Não foi por causa dos Beatles que fui a Liverpool. Foi por causa do doutoramento. Precisava fugir assim que a coisa se desse. Precisava ir. Comprei a viagem no dia que soube a data da defesa e escolhi-a entre as várias propostas lowcost que apareciam na lista. A Europa está tão barata que a lista, dentro do meu orçamento, ainda era grande. Mas Inglaterra chama-me sempre. Não sei bem as razões deste encanto. Mas a vida parece-me melhor em Inglaterra. Desta vez não me apeteceu ficar em couchsurfing, porque sempre exige alguma interacção e eu não me sentia com essa capacidade. Decidi ficar numa hostel, que nos deixa escolher dia a dia se nos apetece falar com alguém ou não. Não consigo achar piada aos hotéis, tão impessoais, cheios de quartinhos isolados onde ninguém fala com ninguém.
Liverpool vê-se em dois dias. É pequena e tem tudo perto. E tem tudo é uma boa descrição. Uma cidade muito cultural, cheia de história feita de renascimentos, bons museus (gratuitos como em qualquer lugar do Reino Unido), bom ambiente na rua, sempre cheia de pessoas e de música. Não tão cara como Londres, embora a libra esteja dolorosa.
A área comercial é a antiga rua do comércio de lá, transformada numa mega zona cheia de lojas, moderna e atractiva.
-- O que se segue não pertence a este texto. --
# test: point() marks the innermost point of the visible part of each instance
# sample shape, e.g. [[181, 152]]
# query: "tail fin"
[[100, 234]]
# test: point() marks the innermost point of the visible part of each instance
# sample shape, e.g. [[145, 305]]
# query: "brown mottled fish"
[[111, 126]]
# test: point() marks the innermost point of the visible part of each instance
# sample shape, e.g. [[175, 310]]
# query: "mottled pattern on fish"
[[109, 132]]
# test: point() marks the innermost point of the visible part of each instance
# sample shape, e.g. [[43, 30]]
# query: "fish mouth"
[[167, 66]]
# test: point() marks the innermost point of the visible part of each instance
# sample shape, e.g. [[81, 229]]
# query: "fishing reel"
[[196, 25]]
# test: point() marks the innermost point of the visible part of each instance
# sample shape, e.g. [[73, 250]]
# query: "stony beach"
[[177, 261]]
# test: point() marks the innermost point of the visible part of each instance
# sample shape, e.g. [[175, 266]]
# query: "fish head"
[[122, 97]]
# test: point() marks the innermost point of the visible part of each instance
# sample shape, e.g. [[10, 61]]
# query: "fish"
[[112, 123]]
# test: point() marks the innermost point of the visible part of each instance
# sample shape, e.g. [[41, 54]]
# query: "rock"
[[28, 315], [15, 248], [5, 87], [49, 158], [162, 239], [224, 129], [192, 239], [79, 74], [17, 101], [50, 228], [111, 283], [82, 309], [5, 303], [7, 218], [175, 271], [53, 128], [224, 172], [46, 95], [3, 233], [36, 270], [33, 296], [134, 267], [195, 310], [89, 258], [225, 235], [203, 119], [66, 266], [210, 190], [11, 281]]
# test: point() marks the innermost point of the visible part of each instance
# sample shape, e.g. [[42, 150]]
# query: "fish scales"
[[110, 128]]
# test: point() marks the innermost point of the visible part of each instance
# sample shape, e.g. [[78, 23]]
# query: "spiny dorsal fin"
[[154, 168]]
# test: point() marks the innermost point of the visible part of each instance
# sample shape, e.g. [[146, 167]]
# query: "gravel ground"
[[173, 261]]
É na rua. Mesmo que chova. As coisas não param porque chove. As pessoas não deprimem nem se queixam. That's life!
Eu gosto dos ingleses e acho que em Portugal estamos muito agarrados ao estereotipo formado pelos que vêm ao Algarve. Eles são crus. São directos a conversar, opinativos num sentido de partilha de ideias e depois cada um vai à sua vida. Fazem perguntas e interessam-se. Debatem as coisas abertamente, sem estarem na defensiva ou a ofenderem-se. E são também carinhosos. De todas as vezes que lá vou conheço pessoas carinhosas. Sem mariquices, porque há sempre muita racionalidade neles!
Desta vez, enganei-me a marcar a hostel e fiquei uma noite sem ter onde ficar. Não me preocupei muito quando descobri, decidi que ia dormir ao aeroporto e pronto. Mas fui traída pelo cansaço. Na véspera de vir embora sentia-me tão cansada e com tantas saudades dos meus filhos, que fui para a hostel às 3h da tarde desesperar. E, claro. O aeroporto começou a ser uma opção cada vez mais difícil de encarar. Estava a precisar de conforto para me aguentar. Decidi falar com a hostel, que estava cheia, e deixaram-me ficar na sala da TV à espera do BUS para o aeroporto. Eu expliquei o que se passava, a senhora saiu a dizer que ia falar com o gerente e voltou com uma chávena de chá e bolachas a dizer que eu podia ficar ali e para não me preocupar. Depois foi-se embora. Não quis desfiar a minha vida nem absolutamente nada sobre mim. Conversou, ouviu, decidiu, executou com carinho e bazou. Sinto-me em casa lá. É tudo normal e fácil para mim. Sinto-me normal quando converso com aquelas pessoas. Até se riem das minhas piadas parvas e nunca_nunca_me entendem com agressividade ou distorcendo o que eu acho que digo. Há poucas coisas melhores que isso. Essa descontracção de simplesmente poder estar a falar sem ter que tomar atenção ao verbo, ao adjectivo, ao tom, ao olhar e às outras 537 entrelinhas que os portugueses reparam quando interagem.
Inglaterra será sempre um dos meus destinos.